In England, 1536, King Henry VIII is “reforming” the Church of England away from the Church of Rome. He and his agents are violently tearing England’s population away from one set of religious traditions and doctrines, making Henry head of the church to consolidate his power. To secure his line, Henry has divorced one queen and beheaded another for adultery – his “proof” being a confession tortured out of Mark Smeaton, whose real-life ordeal figures in C. J. Sansom’s fiction. Number three is Jane Seymour, who will die bearing a son.
The “dissolution” of the title refers, first, to the literal “dissolving” of Roman Catholic monasteries and redistributing their lands to Henry’s supporters. But the title also refers to certainties of law, faith, and tradition that also dissolve during this time. Religious zealotry on both sides, Protestant and Catholic, matters less to the unfolding events than vested interest in regimes and property.
In this setting, a good-hearted agent of the King can excuse torture as a means to ensure homeland security. Different parties show “brutal certainty” in their justifications for violence. Religion is the pretext; class interest and corruption are the subtext. Published in 2003, this novel’s resonances with post-9/11 issues may be intentional.
The king’s agent is our narrator, Matthew Shardlake (read, “Sherlock”), a hunch-back and lawyer who rose from poverty and ridicule through these years of reform. He traces his ambition and self-confidence to a religious experience following a mean schoolmaster’s humiliation of him:
[When] I heard a voice inside my head, it came from inside me but was not mine. “You are not alone,” it said and suddenly a great warmth, a sense of love and peace, infused my being… (35)Gung-ho for law and reform, and canny enough about clues, Shardlake is naïve about those who are nominally on his side. His Watson is Mark Poer, an appealing and ambitious young man whose growing doubts about his master Shardlake cause friction. Shardlake's disillusionment with reform and with his protege are the emotional core of the story.

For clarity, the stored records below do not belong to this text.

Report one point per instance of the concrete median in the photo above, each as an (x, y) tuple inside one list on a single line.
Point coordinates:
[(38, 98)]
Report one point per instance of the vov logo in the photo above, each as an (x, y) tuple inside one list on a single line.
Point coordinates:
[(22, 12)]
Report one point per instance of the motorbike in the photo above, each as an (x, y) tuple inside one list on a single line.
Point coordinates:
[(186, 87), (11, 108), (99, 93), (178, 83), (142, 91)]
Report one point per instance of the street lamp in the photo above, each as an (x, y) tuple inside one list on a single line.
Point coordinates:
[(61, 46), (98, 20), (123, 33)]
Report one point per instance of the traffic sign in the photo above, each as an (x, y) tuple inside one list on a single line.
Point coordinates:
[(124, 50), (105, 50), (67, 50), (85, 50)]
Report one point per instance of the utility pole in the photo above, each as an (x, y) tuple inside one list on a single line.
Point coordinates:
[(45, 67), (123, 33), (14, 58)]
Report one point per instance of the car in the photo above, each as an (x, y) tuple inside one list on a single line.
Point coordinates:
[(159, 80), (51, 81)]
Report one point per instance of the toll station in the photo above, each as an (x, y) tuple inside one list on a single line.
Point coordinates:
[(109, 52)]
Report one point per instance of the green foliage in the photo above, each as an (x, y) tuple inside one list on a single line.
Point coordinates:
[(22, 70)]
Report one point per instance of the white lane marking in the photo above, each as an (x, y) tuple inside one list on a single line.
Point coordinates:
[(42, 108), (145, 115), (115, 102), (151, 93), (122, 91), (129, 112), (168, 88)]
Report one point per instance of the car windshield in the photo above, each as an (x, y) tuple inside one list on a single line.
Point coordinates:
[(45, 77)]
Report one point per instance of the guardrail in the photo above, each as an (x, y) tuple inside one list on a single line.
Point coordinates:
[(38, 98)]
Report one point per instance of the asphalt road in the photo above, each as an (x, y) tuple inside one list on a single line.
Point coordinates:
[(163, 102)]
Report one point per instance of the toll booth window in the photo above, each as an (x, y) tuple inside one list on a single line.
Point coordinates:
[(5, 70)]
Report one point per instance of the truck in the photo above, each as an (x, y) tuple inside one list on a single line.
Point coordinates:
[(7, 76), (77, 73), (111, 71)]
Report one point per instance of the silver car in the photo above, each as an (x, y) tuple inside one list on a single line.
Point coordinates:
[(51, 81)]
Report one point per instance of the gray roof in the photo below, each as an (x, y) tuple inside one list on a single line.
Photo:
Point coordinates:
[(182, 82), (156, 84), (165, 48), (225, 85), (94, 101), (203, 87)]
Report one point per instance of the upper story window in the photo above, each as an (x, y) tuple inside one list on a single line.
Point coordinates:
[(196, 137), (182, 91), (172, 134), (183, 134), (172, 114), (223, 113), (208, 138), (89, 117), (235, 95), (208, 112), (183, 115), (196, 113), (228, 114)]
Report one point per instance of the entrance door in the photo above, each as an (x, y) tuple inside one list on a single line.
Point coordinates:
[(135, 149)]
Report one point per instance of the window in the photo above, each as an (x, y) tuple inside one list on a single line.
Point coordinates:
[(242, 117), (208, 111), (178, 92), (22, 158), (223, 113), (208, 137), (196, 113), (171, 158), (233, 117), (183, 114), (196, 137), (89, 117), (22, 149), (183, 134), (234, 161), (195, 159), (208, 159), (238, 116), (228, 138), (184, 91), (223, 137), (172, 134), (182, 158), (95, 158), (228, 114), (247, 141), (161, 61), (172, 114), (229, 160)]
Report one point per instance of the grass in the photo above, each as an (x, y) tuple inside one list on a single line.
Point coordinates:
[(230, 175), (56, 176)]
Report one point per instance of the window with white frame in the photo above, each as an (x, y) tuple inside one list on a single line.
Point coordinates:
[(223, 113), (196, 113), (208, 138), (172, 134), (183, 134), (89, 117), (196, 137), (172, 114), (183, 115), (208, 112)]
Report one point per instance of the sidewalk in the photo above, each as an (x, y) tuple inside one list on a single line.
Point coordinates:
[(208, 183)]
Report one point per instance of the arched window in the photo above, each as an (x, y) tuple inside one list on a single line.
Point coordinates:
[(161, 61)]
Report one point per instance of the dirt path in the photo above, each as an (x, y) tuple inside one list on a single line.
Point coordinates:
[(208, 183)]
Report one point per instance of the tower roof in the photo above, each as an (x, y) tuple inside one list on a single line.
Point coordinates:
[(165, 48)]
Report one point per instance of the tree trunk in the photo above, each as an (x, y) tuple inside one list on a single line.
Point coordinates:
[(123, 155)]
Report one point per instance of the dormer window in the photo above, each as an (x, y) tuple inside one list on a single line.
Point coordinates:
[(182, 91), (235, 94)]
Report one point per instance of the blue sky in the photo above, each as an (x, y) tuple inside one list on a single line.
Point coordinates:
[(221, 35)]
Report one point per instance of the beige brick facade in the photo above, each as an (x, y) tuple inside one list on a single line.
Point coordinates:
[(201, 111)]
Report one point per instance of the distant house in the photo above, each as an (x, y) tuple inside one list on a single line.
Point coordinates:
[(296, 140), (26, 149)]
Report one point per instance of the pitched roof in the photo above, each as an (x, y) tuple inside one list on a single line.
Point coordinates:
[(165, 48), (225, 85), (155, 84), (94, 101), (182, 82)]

In many ways, this is the story of the detective’s education. A “Sodomite” monk, gay Gabriel, is viewed at first with disgust, but ultimately with sympathy for a good man who “never chose to be this way.” An Arab doctor, convert from Islam, figures strongly in the story, and Shardlake learns to trust him. He gradually learns to mistrust his King and his employer.
These Medieval times have provided rich backdrops for Ellis Peters’ “Brother Cadfael” series, and Umberto Eco’s blockbuster The Name of the Rose. There are echoes of Eco here, including a passing reference to a classical book that was integral to Rose, but Sansom is more interested in the story than in its texture. In that regard, he lies a bit right of center on a spectrum between Ellis Peters and Eco.